Duncan Hale rode his speckled stallion Fargo over the Augusta mountains and downward toward the plain. The crags gave them some cover, elm and fir trees sprouting out of the mountainside. It was the perfect spot for an ambush, just another facet of the raid which gave Duncan pause.

It had been a hard season with Calvin “Cal” Travertine’s gang, called the Nevada Nine, though the numbers rose and fell as the months and the raids came and went. Duncan had been riding with them for almost three months, but he knew he’d had enough. This would be his last raid with them, either way things shook out.

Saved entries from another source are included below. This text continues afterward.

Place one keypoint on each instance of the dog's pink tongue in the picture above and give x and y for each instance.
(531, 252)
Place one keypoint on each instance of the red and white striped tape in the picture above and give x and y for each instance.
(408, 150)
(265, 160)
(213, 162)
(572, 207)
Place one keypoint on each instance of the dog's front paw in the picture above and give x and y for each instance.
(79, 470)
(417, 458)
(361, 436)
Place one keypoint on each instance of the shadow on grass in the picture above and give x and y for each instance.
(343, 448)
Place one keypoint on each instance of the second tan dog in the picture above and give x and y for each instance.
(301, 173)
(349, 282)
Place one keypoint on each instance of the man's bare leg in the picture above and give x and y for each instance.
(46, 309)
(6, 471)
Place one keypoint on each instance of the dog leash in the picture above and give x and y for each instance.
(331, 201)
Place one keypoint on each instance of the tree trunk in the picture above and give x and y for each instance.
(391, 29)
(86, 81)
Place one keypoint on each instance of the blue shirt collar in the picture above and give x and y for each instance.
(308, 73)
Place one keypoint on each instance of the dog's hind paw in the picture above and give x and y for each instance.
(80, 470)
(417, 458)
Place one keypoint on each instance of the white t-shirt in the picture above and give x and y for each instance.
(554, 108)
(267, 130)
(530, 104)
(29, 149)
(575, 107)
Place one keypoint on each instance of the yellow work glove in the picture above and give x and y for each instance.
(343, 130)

The unwitting victims lay below, snaking along the trail across the Shoshone mountains and westward toward California, in its twentieth year of statehood. They were all men, a fact that disgruntled a lot of the gang but relieved Duncan. He didn’t mind killing a man if that was the way things had to be, but killing a woman was something he’d never done and never would do. He’d been lucky that none of their raids had included female hostages. He knew what would come of them, the horror they’d face at the hands of their captors, amid other points of disinterest. His own mother had suffered such torturous degradation and he wasn’t about to participate or even watch it happen.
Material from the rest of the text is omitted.